When an artist begins their work or a painting, they are full of “clichés” — their own, and those of others.
Like some painters of my generation and those who came before (for example, Hantaï, Morris Louis, Helen Frankenthaler, and other American abstractionists), I have “falsely” liberated the pictorial gesture from a certain psychologism, employing the strategy of not having to overwork the painting.
“...The hand, if not angelic, becomes aristocratic: it is no longer labor...”
— excerpt from a booklet on my painting by Laurent Gillard (1996)
Recently (2023), with the return to thermoformed polycarbonates, my process no longer allows the “I” to intervene in the final phase of the work.

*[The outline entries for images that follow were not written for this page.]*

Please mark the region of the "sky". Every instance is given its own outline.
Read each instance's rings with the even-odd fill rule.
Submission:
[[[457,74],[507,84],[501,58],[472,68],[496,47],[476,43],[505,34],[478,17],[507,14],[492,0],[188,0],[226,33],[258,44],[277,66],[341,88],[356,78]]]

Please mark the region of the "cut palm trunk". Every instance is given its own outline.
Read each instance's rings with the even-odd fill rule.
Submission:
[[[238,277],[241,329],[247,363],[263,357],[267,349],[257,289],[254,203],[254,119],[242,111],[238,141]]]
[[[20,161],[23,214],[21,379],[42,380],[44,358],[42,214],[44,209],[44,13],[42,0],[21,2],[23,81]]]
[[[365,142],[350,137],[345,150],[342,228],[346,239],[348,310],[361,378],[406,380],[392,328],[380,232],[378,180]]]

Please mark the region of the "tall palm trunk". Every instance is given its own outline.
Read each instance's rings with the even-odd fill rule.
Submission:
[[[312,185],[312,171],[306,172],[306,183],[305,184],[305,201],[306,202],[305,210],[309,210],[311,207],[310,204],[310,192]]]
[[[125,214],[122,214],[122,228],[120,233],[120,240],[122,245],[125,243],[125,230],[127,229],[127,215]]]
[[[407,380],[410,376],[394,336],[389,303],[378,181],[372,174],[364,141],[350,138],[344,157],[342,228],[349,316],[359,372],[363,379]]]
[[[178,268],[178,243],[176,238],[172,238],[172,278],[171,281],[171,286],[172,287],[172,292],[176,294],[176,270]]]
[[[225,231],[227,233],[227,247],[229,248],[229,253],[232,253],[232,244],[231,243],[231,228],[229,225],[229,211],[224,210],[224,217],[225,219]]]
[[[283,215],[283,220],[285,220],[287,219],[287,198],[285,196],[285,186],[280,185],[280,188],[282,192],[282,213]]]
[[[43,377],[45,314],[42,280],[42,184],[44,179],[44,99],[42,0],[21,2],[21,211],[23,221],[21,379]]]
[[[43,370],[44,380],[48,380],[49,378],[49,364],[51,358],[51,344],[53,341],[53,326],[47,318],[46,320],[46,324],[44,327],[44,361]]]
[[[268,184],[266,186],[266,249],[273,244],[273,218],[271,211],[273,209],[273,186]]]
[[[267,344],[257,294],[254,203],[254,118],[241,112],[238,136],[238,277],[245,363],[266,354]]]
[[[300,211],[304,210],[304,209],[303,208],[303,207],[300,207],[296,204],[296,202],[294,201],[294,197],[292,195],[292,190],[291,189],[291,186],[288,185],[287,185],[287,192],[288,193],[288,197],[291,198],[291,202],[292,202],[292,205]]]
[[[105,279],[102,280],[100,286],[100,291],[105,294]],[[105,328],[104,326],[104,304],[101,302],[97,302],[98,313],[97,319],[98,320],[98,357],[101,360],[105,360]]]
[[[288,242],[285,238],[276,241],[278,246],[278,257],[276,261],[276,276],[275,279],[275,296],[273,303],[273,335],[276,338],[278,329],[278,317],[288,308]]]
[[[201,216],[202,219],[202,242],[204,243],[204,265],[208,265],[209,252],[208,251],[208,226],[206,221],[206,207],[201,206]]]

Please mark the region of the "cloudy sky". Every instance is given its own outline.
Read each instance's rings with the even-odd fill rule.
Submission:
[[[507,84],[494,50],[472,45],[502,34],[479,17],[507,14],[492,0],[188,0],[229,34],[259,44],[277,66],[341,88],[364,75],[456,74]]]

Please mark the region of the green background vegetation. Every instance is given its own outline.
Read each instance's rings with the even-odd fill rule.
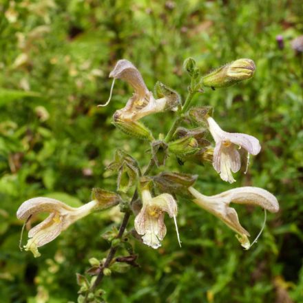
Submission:
[[[303,302],[303,66],[290,41],[303,34],[301,0],[134,1],[23,0],[0,3],[0,301],[76,302],[76,273],[102,259],[101,234],[118,224],[113,211],[94,214],[41,249],[20,252],[22,222],[16,211],[39,196],[72,205],[90,200],[91,189],[115,189],[104,170],[116,147],[149,160],[147,143],[129,139],[111,124],[132,94],[117,81],[109,106],[108,74],[116,61],[131,60],[150,90],[159,80],[186,96],[183,61],[194,57],[202,72],[239,58],[255,61],[254,78],[226,90],[205,90],[196,105],[215,107],[229,132],[259,138],[261,153],[233,185],[211,165],[168,163],[199,175],[196,187],[212,195],[232,187],[264,187],[281,210],[270,214],[248,251],[233,232],[189,200],[178,201],[182,247],[172,220],[154,250],[134,239],[140,267],[103,281],[110,302]],[[282,34],[284,48],[275,36]],[[172,114],[144,118],[165,133]],[[260,209],[236,207],[256,235]],[[25,233],[26,234],[26,233]],[[25,241],[25,239],[24,240]]]

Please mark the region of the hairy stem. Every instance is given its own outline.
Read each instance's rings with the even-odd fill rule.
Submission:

There now exists an inorganic line where the poetry of fluids becomes the very object of intention — for a final result that eludes me.
With this irreconcilable process, I produce traces where the “I” disappears — through a fluid painting that seems untouched, free of all marks.
Like the perseverance of the dancer who spares us from seeing the effort and pain it took to reach that grace which brings us such joy.
I become a spectator of something happening before my eyes.
There is a certain elegance in letting the painting make itself, offering a joy of living beyond all else.
By fleeing illustration and narrative, I have sought the unexpected, played with chance, avoided repeating others — and myself.
My constant need to paint is nourished by the joy of being surprised every day by what I create.
“It took me my whole life to learn how to draw like a child,” said Picasso.
I would phrase it a little differently:
I long to feel again the intense emotion of the first times.
The absence of self in the face of a painting’s birth:
it is the ambiguity of capturing an eternal first time,
of a being without craft — who, nevertheless, has one.
What of our freedom in a world that seems so fluid, so fast, so predetermined?
Our world is increasingly doubled — and the false often seems more real than the real.
We are witnessing the birth of a Kafkaesque world, “shaped” by AI,
in which we may feel powerless in the face of certain multinational forces.
I claim the body, the real, the texture of painting.
I exhibit it and release it freely onto the canvas,
and my appetite of the gaze joins with a jubilant wandering,
toward a limitless delight.
I am responsible for what I create,
you are responsible for what you see.